The city of Boulder, which wants to establish a municipal power utility, filed a condemnation petition in Boulder District Court Thursday in a bid to acquire parts of Xcel Energy Inc.'s electric system serving the city.
"The move is a significant step toward achieving the Boulder community’s goal of accessing an energy supply that is cleaner, reliable and competitively priced," the city said in an announcement. "In addition, a local electric utility would not be responsible to shareholders seeking profits, enabling customers to have a more significant voice in decision-making."
Boulder has been moving toward creating its own utility as a way to boost its use of renewable energy and cut greenhouse gases. Xcel (NYSE: XEL) opposes the move and says it's better suited to help the city reach its renewable-energy goals.
Boulder voters in 2011 granted city officials permission to explore ending the city’s electric service from Xcel, as long as a new city-owned utility could meet or beat Xcel’s rates and service. Voters in November 2013 approved a $214 million cap on the cost of acquiring Xcel’s assets.

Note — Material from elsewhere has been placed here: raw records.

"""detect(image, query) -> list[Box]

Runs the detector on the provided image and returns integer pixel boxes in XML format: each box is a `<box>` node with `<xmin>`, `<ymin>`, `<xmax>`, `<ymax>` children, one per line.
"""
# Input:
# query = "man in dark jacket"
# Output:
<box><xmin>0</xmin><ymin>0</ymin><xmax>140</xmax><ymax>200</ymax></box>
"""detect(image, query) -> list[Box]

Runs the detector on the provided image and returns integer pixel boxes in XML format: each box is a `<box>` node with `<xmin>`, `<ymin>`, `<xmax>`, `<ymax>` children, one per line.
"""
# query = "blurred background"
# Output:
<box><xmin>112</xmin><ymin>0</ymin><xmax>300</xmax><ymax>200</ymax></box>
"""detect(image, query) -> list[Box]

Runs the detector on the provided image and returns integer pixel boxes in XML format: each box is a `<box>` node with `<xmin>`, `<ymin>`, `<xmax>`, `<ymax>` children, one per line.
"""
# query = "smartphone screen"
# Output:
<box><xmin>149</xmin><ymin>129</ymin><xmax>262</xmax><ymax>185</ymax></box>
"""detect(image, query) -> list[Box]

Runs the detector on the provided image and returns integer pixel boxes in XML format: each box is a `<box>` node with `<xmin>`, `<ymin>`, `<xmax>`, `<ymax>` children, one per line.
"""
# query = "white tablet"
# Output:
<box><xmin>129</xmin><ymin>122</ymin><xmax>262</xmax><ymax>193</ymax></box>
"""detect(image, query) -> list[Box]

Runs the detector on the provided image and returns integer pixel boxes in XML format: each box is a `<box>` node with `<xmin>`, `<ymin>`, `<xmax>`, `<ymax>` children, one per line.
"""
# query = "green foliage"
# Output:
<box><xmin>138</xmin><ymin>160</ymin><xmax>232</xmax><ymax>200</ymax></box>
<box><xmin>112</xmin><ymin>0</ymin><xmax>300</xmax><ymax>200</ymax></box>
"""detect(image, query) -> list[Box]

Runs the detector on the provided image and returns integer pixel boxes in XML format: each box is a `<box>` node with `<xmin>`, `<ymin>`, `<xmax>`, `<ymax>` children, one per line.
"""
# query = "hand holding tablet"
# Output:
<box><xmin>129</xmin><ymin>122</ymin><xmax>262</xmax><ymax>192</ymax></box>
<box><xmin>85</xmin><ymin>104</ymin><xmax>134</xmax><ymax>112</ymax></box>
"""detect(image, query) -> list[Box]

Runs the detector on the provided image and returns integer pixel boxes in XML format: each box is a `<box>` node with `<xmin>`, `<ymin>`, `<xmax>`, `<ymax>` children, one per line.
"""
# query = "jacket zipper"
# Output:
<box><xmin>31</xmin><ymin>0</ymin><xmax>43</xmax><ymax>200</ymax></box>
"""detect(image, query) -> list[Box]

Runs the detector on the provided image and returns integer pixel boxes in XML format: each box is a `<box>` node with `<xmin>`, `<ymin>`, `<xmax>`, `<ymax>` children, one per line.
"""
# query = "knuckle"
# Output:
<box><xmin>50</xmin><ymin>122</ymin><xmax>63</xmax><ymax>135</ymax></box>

The city council voted in May to create the city-owned utility. Xcel sued Boulder in June, saying the council's May vote overstepped the limits voters imposed on the process.
Boulder wants some or all of nine Xcel substations serving Boulder and a 115kV transmission loop, as well as related facilities, equipment and lines.

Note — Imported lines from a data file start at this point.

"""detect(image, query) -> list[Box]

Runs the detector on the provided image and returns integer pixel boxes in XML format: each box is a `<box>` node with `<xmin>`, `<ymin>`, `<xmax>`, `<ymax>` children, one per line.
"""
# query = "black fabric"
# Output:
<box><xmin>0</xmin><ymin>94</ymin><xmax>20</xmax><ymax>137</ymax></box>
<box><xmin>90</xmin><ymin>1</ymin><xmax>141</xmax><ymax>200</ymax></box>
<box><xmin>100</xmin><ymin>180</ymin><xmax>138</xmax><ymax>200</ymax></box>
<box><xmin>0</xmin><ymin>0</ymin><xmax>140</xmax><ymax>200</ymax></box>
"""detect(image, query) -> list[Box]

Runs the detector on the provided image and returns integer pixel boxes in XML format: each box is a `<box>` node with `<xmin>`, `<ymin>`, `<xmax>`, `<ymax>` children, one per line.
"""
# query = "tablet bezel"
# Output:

Boulder claims the right under the state constitution to condemn property with just compensation to provide public power to residents and businesses. It says it acted after attempts to negotiate an arrangement with Xcel failed.
“While we had hoped to reach an agreement with Xcel Energy that would make litigation unnecessary, the city is fully prepared to move forward in pursuit of our community’s goal,” said Heather Bailey, the city's executive director of Energy Strategy and Electric Utility Development.
“Owning and operating our own utility will not only allow us to be better environmental stewards and energy consumers but will also help us make our local economy even stronger," Bailey said. "Our utility would create jobs, foster innovation and emerging technology and support the types of businesses that make Boulder unique.”
Xcel spokeswoman Michelle Aguayo said the company is still reviewing Boulder's petition, but she called the city's move "surprising," adding: "Based upon the limited information Boulder has provided us as part of its offers, the city’s action to file for condemnation of our business ignores state law and is premature."
Boulder noted in its announcement that the issue of whether a Boulder city utility would serve people and businesses outside the city limits -- mostly in north Boulder and Gunbarrel -- now connected to Xcel facilities within the city "has been a point of debate."
But the city said it is not currently seeking a certificate governed by the Colorado Public Utilities Commission that would allow it to serve out-of-city customers.
"This is because there are industry standards that would allow Xcel to serve those customers through the facilities acquired by the city," Boulder's statement said. "More specifically, out-of-city customers could continue to be served by Xcel Energy, receiving their power from Xcel Energy’s sources and paying their bills to their current provider based on that company’s rate structure. The city would simply own the lines over which the electricity flows. Such arrangements are not uncommon in the electric industry."
But Boulder said it might revise its condemnation petition later to allow for service to out-of-city addresses "if that becomes necessary."
Xcel's Aguayo noted that the Colorado PUC "issued a ruling last year, consistent with 90 years of Colorado legal precedent, clarifying that it, not the City of Boulder, gets to determine matters related to [out-of-city] county customers and associated facilities. Boulder has sued the CPUC challenging its decision as well as Colorado legal precedent, but the CPUC’s decision is still the law."